Before Hurricane Katrina drove nearly 200,000 people to Houston, the apartment capacity in the city was at about 85 percent. Now it's around 92 percent, an amount that Stacy Hunt with Greystar Real Estate Partners says is much more healthy for the economy.
"Katrina evacuees have certainly helped bring our occupancy up and bring our, to a certain extent our, our overall economic situation is better in the industry. Now we are expecting more jobs than that because the economy of Houston is turning around."
Right now the City of Houston is paying about $20 million per month in vouchers for the apartments. Those vouchers will expire at the end of the year and Hunt says apartment owners can anticipate a slight drop in occupancy.
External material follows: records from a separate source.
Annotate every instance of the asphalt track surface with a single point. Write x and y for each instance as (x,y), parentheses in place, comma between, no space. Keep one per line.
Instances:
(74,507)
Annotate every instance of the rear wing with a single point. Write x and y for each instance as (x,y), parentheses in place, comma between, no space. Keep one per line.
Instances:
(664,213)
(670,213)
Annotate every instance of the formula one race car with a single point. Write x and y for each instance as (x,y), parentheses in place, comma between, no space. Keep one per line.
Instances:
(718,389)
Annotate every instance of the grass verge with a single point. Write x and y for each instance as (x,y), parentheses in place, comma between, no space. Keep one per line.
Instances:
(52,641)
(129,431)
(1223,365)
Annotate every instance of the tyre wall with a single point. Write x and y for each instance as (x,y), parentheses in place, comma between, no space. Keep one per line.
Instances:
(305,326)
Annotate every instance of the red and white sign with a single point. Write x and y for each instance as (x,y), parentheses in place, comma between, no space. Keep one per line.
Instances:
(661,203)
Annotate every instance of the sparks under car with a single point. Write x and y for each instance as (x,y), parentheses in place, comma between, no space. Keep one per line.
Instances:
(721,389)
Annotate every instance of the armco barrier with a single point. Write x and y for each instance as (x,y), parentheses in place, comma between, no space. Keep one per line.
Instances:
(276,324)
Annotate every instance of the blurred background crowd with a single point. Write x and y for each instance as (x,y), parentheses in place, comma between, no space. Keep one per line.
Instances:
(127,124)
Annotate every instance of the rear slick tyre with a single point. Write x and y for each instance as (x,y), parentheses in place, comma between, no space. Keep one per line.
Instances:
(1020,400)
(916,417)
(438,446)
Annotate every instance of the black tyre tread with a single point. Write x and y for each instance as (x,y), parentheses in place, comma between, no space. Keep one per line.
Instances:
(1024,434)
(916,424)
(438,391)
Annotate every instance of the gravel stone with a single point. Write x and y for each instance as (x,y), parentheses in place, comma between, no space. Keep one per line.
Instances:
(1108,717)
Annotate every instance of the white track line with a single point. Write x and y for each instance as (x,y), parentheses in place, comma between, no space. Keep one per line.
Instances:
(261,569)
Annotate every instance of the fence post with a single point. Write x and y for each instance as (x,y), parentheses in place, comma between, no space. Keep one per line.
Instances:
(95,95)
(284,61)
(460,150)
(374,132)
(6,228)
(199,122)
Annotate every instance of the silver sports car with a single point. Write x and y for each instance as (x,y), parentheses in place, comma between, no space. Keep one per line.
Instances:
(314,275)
"We're very hopeful that most of those people will find jobs here in Houston and a significant number will stay here as lifelong residents of Houston. However, you know, we would, we would be foolish to think that would happen. I think that probably at least a third of those people over the next nine months will, you know will drift back to either jobs in New Orleans or families in Louisiana or they will probably move from Houston."
The real question, Hunt says, is what will happen to the final third of the evacuees who may not find jobs or permanant living situations. But he says the outlook for the real estate market is still good and in keeping with the rest of the economy. Laurie Johnson Houston Public Radio News.